COPY "%SMALI_FILE%" "%SMALI_OUT_PATH%"
RMDIR /s /q "%DUMP_DIR%"
PAUSE

Sunday, February 13, 2011

antilvl 1.1.3

just put up antilvl 1.1.3. a few small but annoying bugs fixed and some improvements with the hooks. pick it up from the usual spot: http://androidcracking.blogspot.com/p/antilvl_01.html

also had to do some major refactoring so people could make use of the source once it's released, and i think i got most of the kinks out.
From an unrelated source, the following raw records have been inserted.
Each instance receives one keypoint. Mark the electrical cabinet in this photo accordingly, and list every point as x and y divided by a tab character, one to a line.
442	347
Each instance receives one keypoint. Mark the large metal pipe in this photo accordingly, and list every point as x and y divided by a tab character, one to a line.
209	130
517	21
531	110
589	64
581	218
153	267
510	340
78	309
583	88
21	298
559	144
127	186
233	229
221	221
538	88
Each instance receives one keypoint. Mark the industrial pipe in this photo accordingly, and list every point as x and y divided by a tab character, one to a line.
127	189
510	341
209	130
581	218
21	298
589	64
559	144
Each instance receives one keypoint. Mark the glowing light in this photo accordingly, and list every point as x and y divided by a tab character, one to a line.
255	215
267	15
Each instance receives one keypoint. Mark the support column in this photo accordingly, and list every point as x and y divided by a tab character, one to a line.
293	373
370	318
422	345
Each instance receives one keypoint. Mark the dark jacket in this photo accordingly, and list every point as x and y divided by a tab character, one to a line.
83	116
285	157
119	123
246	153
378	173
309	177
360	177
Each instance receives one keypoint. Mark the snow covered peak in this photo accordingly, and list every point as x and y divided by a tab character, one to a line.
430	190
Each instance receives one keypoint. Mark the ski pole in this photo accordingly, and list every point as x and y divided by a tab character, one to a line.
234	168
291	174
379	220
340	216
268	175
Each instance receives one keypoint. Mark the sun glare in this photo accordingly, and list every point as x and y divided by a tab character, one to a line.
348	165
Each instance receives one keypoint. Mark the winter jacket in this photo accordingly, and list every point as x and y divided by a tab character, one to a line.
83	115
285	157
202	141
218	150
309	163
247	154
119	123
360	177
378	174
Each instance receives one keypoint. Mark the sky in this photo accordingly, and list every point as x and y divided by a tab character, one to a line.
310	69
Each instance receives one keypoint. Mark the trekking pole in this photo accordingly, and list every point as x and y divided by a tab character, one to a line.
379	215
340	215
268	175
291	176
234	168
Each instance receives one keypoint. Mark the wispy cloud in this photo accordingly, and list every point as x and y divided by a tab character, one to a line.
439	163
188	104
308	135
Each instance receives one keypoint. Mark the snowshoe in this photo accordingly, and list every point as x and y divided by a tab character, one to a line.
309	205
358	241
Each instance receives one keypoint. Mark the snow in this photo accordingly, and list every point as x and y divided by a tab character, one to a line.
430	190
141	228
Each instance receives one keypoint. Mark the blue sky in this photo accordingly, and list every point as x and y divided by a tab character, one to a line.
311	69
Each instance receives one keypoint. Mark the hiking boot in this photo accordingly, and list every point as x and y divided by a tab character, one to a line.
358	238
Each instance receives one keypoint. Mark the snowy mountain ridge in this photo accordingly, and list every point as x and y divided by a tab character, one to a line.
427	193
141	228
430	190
while working on this, i noticed a few more apps that were using string encryption. maybe it will start to get popular? i wrote a proof of concept decryptor just to see how feasible it would be to convert dex to java .class files and run the apk's own methods to decrypt the strings. it worked but i want to make something more general. here's my idea:

  • start with an apk and disassemble
  • chose to decode literal strings (ex: const-string "some-encoded-string") or assume strings are the result of a function call (ex: invoke-static LStringHolder;->getString(v0)).
  • show all lines that match the above selection and allow for regex filtering. this way, if you pick literal strings and not all strings are encoded, you can filter for just the ones that are
  • decode strings by one of several methods: run the function, in the case of function-call encryption, built-in stuff like base 64, etc. or by using reflection on the classes of the apk. this way if every literal string in the apk is decoded through some function, i could use dex2jar to get the java class, dynamically load that and run each string through it.
the goal is to make the tool generic enough so that it's useful in the most situations. shouldn't be too hard. half of the work will be making my patching and apk libraries more generic and useful, so it wont be a total waste of time.

Monday, February 7, 2011

antilvl's source

several have asked for antilvl's source to use it in ways i could not have imagined. it seems it's true purpose is more of a general semi-automated apk patcher, which is fine. i'm thinking i should rename it and make it more general purpose, while still including the lvl-patching and anticracking-patching information.

i'm also getting a lot of fun out of this little shell extension for windows to get explorer to replace an apk's icon with the actual icon for the app inside: http://code.google.com/p/apkshellext/

Sunday, February 6, 2011

Friday, February 4, 2011

updated lesson 1

for lesson 2 i'm using html and javascript to make things more readable. to test the template i rewrote and updated lesson 1 of way of the android cracker to include stuff on threads, stack dumps and using jdb with android apps. it's also in html now and the code looks much prettier. i'll rewrite lesson 0 if i ever get around to it.